We have a deal! Eris Perfumes, by the absolutely amazing Barbara Herman, is now available in Belgium.
The main trends? Oud, a substance derived from a fungus-infected agar tree (which is why a synthetic alternative is often used), is still popular. But there were also many brands proposing more subtle, delicate perfumes. Quite a few fruity fragrances too, with fig, redcurrant or yellow fruit. More attention (finally) to sustainability and ecology, with several brands focusing on natural products and sustainable, simple packaging. Thematic brands who, for example, launched 5 perfumes around the same base note. It was surprising to discover how one ingredient can have so many facets. It showed that just relying on the notes is not a good idea. You just have to try it. The brands we liked the most showed a clear, original and coherent concept. Sometimes this felt very authentic and lived through in our conversations, sometimes it was difficult to find out if they had not just hired a good marketeer. There is still a lot of mystery surrounding perfume. But above all a lot of variation, and that is a good thing.

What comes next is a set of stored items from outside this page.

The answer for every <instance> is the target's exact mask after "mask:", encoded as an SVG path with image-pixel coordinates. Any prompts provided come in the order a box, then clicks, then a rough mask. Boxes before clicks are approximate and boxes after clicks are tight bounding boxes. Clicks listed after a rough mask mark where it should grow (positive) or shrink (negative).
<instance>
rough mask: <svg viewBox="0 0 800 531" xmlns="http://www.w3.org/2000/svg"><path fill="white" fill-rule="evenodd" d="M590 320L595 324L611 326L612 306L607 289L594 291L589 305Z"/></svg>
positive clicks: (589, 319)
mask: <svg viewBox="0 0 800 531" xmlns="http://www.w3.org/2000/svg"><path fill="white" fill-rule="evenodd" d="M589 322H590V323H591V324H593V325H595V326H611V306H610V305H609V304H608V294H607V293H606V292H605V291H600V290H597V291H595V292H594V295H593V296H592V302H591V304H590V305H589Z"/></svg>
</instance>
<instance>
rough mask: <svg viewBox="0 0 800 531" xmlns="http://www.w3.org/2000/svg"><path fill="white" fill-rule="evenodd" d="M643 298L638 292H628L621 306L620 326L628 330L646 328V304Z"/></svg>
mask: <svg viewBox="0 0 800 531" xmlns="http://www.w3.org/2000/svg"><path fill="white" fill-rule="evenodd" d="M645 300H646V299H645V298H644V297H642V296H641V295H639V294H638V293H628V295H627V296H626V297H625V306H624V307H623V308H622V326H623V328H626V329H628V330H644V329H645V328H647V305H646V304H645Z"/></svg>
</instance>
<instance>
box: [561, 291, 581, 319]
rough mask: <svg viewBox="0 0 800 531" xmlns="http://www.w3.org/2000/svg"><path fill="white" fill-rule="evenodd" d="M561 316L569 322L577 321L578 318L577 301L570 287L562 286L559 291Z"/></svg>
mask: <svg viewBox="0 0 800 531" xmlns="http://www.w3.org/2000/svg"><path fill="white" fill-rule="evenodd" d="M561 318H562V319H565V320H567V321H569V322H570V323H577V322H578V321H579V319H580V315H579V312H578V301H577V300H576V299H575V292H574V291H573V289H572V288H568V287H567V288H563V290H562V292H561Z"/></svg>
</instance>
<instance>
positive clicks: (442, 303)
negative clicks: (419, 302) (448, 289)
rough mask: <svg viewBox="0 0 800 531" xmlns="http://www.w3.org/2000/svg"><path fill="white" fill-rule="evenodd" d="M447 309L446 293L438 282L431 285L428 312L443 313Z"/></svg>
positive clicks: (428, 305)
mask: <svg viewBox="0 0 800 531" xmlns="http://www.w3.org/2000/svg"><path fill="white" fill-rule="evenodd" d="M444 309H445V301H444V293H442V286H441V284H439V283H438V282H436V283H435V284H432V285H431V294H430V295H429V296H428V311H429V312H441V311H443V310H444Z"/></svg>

Have we made any new discoveries? We certainly did. We went home with a suitcase full of samples. It will take us weeks to test them all. Which brands they are, we prefer not to say. Unfortunately, we don't have the space nor budget to start a partnership with every one of them. A new brand requires an investment of easily a few thousand euros. We have to sell quite a few perfumes for that. We don't want to make you any empty promises. But although we had promised not to make any commitments at the fair, we returned with a new brand: Eris Parfums from New York, founded by Barbara Herman. Hiram Green tipped us off, and it was the only new brand we visited on day one. It clicked immediately, and we went back every day. Love at first sniff.
It was an amazing and overwhelming experience. An event we were part of, but where we also felt like outsiders at times. We take our job (and therefore the fair) very seriously but we can also put it into perspective. And we would like to keep it that way.